Where Keynesianism has worked, instead orthodox economics leads us into a spiral of recession, and a continuing wealth transfer from the many to the few.  We end up with programmes like the UK’s where jobseekers are forced to work for private companies for free as “work experience” – or risk losing their dole. Which has ended up with stories like the bussed-in unpaid guards of the Queen’s Jubilee River Pageant being forced to sleep rough under London Bridge before a 14 hour rain-drenched shift in a plastic poncho, and then being abandoned in the dark in North London to camp out in the rain.

And stories of how the public sector cuts are hurting those who are already vulnerable.  (Will we get such stories in our papers?)

Michael Meecher, UK Labour MP has an alternative source of funding for the public sector plus a stimulus.  If the richest 1000 people in Britain (the 0.003%) paid a capital gains tax on the £155bn increase in wealth they’ve had since the GFC, there’d be a fund to create 1.5 million jobs.  That would really kick-start their economy.
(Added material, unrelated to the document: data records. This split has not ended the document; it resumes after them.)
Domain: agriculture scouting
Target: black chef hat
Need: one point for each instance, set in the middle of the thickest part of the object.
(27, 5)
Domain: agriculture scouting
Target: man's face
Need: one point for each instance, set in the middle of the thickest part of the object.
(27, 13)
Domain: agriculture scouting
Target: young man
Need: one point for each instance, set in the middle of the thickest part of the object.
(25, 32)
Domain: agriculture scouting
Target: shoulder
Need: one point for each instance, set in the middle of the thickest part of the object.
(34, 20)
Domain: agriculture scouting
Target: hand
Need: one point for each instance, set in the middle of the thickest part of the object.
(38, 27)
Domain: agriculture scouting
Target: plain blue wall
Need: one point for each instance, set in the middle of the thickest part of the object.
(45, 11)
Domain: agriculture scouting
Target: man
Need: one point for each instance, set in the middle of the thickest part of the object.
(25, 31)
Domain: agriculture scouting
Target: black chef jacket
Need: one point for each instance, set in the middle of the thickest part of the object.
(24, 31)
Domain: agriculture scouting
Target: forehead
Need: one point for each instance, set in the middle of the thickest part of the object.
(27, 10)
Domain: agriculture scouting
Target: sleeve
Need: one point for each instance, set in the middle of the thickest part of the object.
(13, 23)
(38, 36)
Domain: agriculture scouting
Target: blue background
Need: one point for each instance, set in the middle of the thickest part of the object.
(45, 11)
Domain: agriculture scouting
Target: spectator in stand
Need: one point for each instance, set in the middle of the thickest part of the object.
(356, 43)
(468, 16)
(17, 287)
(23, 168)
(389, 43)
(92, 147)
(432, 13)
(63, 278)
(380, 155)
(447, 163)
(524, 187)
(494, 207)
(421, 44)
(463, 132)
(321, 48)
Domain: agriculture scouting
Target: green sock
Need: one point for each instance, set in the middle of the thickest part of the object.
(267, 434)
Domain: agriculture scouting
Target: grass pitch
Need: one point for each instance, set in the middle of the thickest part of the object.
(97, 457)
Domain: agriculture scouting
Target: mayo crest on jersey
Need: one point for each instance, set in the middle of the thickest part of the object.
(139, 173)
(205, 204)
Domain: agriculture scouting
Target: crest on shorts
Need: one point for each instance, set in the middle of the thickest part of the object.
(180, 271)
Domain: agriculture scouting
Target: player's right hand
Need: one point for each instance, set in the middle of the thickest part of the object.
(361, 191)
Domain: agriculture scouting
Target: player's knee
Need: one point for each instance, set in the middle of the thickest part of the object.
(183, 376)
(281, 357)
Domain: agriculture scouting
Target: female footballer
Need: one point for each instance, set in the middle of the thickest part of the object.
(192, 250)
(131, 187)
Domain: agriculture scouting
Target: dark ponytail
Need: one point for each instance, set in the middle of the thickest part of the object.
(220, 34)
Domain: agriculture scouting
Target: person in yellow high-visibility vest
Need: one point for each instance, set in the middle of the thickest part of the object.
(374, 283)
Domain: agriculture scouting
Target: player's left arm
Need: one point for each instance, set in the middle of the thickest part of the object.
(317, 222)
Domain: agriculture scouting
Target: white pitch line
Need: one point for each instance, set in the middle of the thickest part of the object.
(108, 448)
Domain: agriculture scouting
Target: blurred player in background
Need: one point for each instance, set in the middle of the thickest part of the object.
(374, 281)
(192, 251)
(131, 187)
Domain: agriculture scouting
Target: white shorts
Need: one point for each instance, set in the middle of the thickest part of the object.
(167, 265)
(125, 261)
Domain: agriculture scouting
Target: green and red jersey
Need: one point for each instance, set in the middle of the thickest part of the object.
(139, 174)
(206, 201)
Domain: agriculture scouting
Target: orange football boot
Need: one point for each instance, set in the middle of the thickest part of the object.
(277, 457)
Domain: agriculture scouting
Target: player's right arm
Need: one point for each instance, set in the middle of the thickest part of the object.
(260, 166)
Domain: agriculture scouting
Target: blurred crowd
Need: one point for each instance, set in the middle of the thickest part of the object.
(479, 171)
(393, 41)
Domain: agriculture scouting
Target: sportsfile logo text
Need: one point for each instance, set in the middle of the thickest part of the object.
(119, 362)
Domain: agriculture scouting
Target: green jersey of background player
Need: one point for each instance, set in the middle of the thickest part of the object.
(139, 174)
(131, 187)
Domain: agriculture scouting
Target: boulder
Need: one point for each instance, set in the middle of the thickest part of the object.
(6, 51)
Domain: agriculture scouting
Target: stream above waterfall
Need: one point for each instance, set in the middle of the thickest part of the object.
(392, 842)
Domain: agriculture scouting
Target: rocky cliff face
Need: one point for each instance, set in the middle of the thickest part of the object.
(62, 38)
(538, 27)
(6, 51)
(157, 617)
There are other economists who think that the likes of Paul Krugman and other neo-Keynesians – while better than the Austerions – still have it wrong.  Professor Steve Keen would have a Jubilee bond to break us out of the debt that he suggests is the cause of stagnation, deflation and depression.  Essentially instantly inflating us out of the problem, there still seems a fairly strong consensus of the need for greater regulation and less cheap debt among the non-Austerions – versus those who are just desperate to get us back to Business As Usual.

But whether Business As Usual is moral is a question we need to ask:

Do we want a society where 50% of young people are kept out of work in order to bring the deficit down from 9% of GDP to 3% in three years? A society in which the rich have to be made richer to work harder (at their supposed jobs of investing and creating wealth) while the poor have to be made poorer in order to work harder? Where a tiny minority (often called the 1% but more like the 0.1% or even 0.01%) control a disproportionate, and increasing, share of everything – not just income and wealth but also political power and influence (through control of the media, thinktanks, and even academia)?

I hope to hear discussion of all these ideas from some of New Zealand’s more free-thinking economic types at The Voyage tomorrow.  Bernard Hickey certainly has some different ideas on how to structure our economy; Rod Oram is no fan of Bill English’s slash, burn and sell economics; and Rick Boven recognises the importance of the environment in our (and the world’s) economic future, as we pass tipping point for our unsustainability…  It should be a great event.